– Co takiego? – zapytała, idąc za nim. "Traktor" nie brzmiał jak cokolwiek, co kotka znała. W ogóle według niej nijak brzmiał. Może Mokry wymyślił to słowo na poczekaniu? Tylko po co.
– Traktor – powtórzył, a kotka słyszała, że nadal był zażenowany poprzednią rozmową. Nie rozumiała, dlaczego. Kiedy jej mama chciała coś od taty, stosowała podobne zagrywki. Miód nie do końca rozumiała, jak to miało działać, ale była pewna, że te jej "zaloty" pomogą jej w przyszłości. W końcu, na pewno da radę sobie załatwić jakąś wygodną dla niej pozycję w klanie w ten sposób, prawda? – To taki... Potwór, tylko trochę inny.
Potwór? Miał na myśli te takie biegnące po ulicy, tak? Słyszała takie określenie, chociaż Dwunożni mówili na to inaczej... W tej chwili jednak nie mogła sobie przypomnieć, jak. Jej dwunogi mało ujeżdżały potwory.
– To bezpieczne? – zapytała.
– Jasne! – Mokry uśmiechnął się. – Śpi, odkąd tutaj przybyliśmy.

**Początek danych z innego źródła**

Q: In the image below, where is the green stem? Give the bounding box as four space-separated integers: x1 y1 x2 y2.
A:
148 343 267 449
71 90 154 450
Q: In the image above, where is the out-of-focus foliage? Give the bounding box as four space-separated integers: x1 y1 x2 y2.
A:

Miodową to przekonało, ale zamierzała jeszcze pognębić niebieskiego.
– No dobrze... I tak nie mam się czego bać, prawda? Idę z tobą. – Kolejny komplement. Mokry przełknął ślinę.
– Musisz przestać to robić – stwierdził poważnie. Miodowa Łapa spojrzała na niego, zdziwiona.
– Ale co takiego? Jestem dla ciebie miła. Wolisz, jak się jest nie miłym? – zapytała, a gdy po chwili nie otrzymała odpowiedzi od zdziwionego najwidoczniej kocura, na jej pysku pojawił się przelotny uśmiech. – Dziwny jesteś.
Och, jak ona kochała grać niewiniątko. Tymczasem na horyzoncie pojawił się już owy traktor, a próbująca być dojrzała, zalotna Miodowa Łapa ustąpiła miejsce Rucie, dzieciakowi niedawno odebranemu z hodowli. Koteczka podskoczyła z ekscytacji.
– Wow! – zawołała, rzucając się do przodu. Gdzieś z tyłu Mokry krzyknął za nią, aby zaczekała, ta jednak zupełnie to zlała. Kilkoma skokami zaczęła wdrapywać się po stopniach traktora, aby znaleźć się w środku i rozłożyć na kierownicy. Zaśmiała się radośnie, widząc teraz wszystko z wysoka.
– Miodowa Łapooo! – Mokra Gwiazda dogonił ją i teraz sam zaczął wdrapywać się na traktor. – Miodowa Łapo, n-nie możesz tak uciekać – bąknął, będąc już na górze. Miód zaśmiała się.
– Bo co? – zapytała wesoło, nawet na niego nie patrząc. Obserwowała teraz teren Klanu Burzy. W końcu, to miał być jej nowy dom, prawda?